Jawanyal avait l’avantage du nombre et du lieu. Mais contre toute attente de la part de Denys, il se leva sans intentions violentes. Il ne fit que porter ses mains à son col pour en sortir un pendentif composé d’une chaînette fine et d’un éclat de cristal brut de couleur vert pâle. Denys remarqua que ce morceau de cristal ressemblait au bloc qui se trouvait dans l’Ankou et dont personne n’avait daigné lui expliquer l’origine et la raison. Encore un des secrets de ce navire au combien étrange. Jawanyal admira le morceau de cristal. On sentait bien qu’il ne souhaitait pas s’en séparer. A contrecœur, il le tendit à Gaël qui s’en saisit sans hésitation et le passa autour de son cou, le cachant sous ses vêtements.

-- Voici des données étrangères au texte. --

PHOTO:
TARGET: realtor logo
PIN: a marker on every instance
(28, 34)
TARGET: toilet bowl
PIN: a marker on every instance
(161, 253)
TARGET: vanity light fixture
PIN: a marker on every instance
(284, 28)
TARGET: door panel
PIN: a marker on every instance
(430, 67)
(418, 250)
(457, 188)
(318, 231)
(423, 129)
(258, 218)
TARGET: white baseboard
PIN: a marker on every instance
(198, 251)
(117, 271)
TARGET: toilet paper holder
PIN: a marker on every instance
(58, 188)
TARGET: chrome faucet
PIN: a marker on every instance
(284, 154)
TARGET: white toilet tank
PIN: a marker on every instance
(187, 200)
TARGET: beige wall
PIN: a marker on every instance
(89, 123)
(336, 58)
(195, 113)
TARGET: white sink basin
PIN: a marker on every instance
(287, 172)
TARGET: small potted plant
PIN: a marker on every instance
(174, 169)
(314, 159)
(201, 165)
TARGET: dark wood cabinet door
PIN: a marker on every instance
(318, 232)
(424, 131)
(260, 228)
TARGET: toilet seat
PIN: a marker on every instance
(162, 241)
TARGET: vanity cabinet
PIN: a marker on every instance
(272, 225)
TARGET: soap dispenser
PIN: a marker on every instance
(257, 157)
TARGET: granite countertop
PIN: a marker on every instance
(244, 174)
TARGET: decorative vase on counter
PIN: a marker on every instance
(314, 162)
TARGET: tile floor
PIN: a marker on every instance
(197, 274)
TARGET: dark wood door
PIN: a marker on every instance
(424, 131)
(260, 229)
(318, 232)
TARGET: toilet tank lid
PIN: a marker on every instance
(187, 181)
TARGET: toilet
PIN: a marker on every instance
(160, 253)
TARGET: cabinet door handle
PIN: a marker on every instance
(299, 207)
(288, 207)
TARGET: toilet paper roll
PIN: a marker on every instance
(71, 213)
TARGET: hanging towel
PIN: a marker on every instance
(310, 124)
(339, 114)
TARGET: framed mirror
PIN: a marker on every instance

Puis, sans que le moindre mot ne soit ajouter entre les deux hommes, Gaël Morbrez tourna les talons et sortit, emmenant Denys et Akiko à sa suite. Ils refirent le chemin en sens inverse dans l’établissement pour retourner dans la rue. Denys ressentit comme une certaine tension dans l’air. Un coup d’œil à Akiko lui confirma que la femme aux yeux en amande scrutait le moindre recoin. Denys se mit à faire de même quand soudain, des portes derrière lesquelles se trouvaient précédemment des clients fumeurs d’opium, joueur de mah-jong ou consommateurs sexuels, surgirent des brigands, armes au clair. Denys porta la main à son épée mais stoppa son geste en voyant que le capitaine et son épouse demeuraient parfaitement calme et n’avaient pas esquissé le moindre mouvement pour le moment.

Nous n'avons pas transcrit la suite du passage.